Converso com ela. Mas sua voz está tão fraca que não consigo ouvir o que ela diz. A despedida é mais silenciosa do que eu gostaria.
Olho para o sofá e verifico que a mãe está dormindo. Parou de gemer de agonia. A tremedeira diminuiu.
Meus olhos não querem fechar. Minhas mãos não soltam as dela. Não aceitei o calmante, estou a ponto de gritar, de espalhar os equipamentos do quarto pelo chão.
Digo à minha filha que sua mãe ficou calma.
Ela sorri com esforço. Os dentes se mostram expressando alegria, mas os olhos ainda transmitem dor. Os analgésicos não fazem mais efeito. Digo a ela que vou pedir mais remédio.
Mas é tarde. Sua respiração é interrompida, como se estivesse afogada. Aproximo meu rosto do dela e lhe beijo a testa. Ela me olha assustada.
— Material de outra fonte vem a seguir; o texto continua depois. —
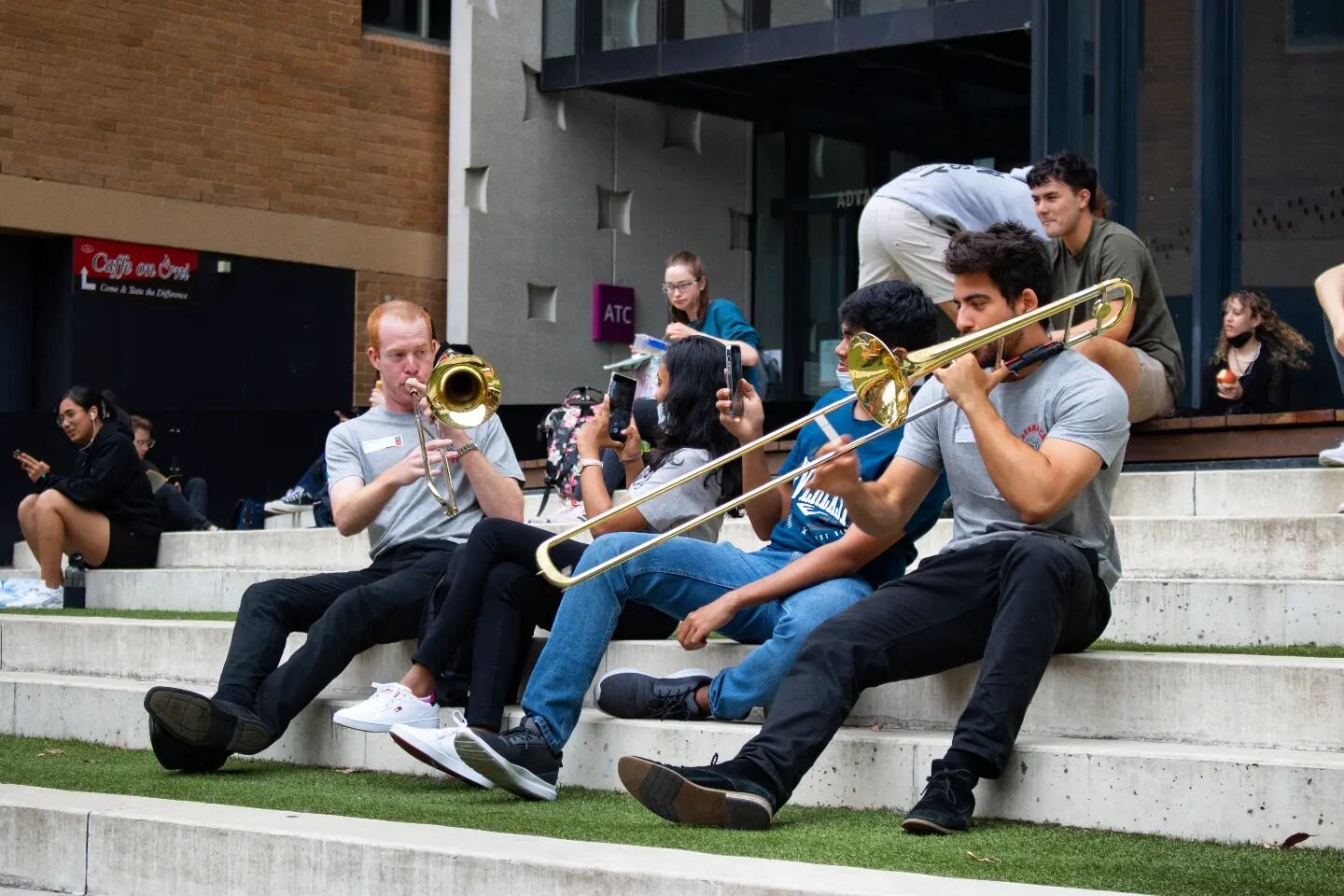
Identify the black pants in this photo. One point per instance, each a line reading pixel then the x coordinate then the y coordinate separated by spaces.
pixel 492 599
pixel 176 512
pixel 1011 603
pixel 343 613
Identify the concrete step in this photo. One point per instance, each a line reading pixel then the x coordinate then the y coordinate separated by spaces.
pixel 1281 702
pixel 121 846
pixel 1230 794
pixel 1227 611
pixel 1159 547
pixel 1230 493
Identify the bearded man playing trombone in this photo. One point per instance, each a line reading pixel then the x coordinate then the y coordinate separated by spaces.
pixel 1031 459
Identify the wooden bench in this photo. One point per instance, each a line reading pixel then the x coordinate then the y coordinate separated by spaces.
pixel 1236 437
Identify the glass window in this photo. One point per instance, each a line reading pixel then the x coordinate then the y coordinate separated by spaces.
pixel 690 19
pixel 1312 23
pixel 1292 196
pixel 629 23
pixel 424 19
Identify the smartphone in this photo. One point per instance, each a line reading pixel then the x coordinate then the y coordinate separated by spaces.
pixel 622 391
pixel 733 376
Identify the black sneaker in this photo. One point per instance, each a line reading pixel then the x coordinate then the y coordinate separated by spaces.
pixel 175 755
pixel 198 721
pixel 628 693
pixel 518 759
pixel 711 795
pixel 946 804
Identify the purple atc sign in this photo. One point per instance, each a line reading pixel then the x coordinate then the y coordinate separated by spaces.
pixel 613 314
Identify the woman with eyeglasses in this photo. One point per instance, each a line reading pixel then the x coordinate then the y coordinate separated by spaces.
pixel 691 312
pixel 105 510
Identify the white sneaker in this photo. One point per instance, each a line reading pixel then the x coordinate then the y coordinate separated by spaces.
pixel 1332 457
pixel 30 594
pixel 390 706
pixel 436 749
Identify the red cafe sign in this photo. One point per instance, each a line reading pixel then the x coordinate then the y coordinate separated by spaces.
pixel 129 269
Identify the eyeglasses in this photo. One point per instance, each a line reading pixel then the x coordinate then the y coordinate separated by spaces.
pixel 679 287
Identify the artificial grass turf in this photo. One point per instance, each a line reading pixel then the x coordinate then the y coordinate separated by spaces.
pixel 1026 853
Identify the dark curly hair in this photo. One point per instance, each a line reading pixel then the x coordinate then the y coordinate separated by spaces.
pixel 1075 171
pixel 894 311
pixel 1285 344
pixel 690 416
pixel 1011 256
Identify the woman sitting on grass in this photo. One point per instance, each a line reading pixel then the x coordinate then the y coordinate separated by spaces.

Ela compreende o que está acontecendo. Então, prendo respiração, como se eu estivesse sugando todo o ar do qual ela precisa para se manter viva.
Minha vista está congestionada. Meus olhos não conseguem mais vê-la, deles escorrem lágrimas até o queixo. Com a boca trêmula, peço perdão e digo um até breve que me gela o peito descrente.
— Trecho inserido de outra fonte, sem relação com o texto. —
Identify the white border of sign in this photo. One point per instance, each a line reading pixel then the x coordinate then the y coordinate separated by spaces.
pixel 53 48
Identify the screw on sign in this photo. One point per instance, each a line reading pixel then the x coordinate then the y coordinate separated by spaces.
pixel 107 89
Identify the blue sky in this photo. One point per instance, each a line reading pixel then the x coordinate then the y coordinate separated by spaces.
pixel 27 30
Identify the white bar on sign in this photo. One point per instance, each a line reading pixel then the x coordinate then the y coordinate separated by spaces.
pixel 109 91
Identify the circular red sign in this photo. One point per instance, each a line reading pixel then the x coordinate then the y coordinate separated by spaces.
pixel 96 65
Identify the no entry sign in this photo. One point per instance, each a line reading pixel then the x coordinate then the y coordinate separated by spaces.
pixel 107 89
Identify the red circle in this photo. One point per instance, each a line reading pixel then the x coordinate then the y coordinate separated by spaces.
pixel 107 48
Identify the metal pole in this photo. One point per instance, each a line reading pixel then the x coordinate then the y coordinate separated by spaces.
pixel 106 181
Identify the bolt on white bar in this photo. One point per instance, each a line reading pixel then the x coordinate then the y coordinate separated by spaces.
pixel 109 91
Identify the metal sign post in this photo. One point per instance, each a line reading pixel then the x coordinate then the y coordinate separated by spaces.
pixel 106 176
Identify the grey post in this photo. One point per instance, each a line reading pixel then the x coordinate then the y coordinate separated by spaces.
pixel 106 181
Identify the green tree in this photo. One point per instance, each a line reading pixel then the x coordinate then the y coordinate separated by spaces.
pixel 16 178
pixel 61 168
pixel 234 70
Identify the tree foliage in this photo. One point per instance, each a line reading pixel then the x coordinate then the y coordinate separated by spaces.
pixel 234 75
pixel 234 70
Ela é tão pequena e eu não a protejo, não defendo seu corpo da morte. Não evito que seu último suspiro seja de dor e medo.
O que vivenciamos é pior do que uma despedida.
A mão dela aperta a minha. Tento segurar ainda mais a respiração para não roubar seu último fôlego, mas o corpo dela afrouxa e eu me curvo sobre seu peito.
A mão pequena e macia solta a minha.
Um grito vai se formando dentro de mim. Mas para soltá-lo precisaria tomar fôlego, e eu não quero voltar a respirar. Não antes que a morte desafogue o corpo da minha filha dessa súbita maré.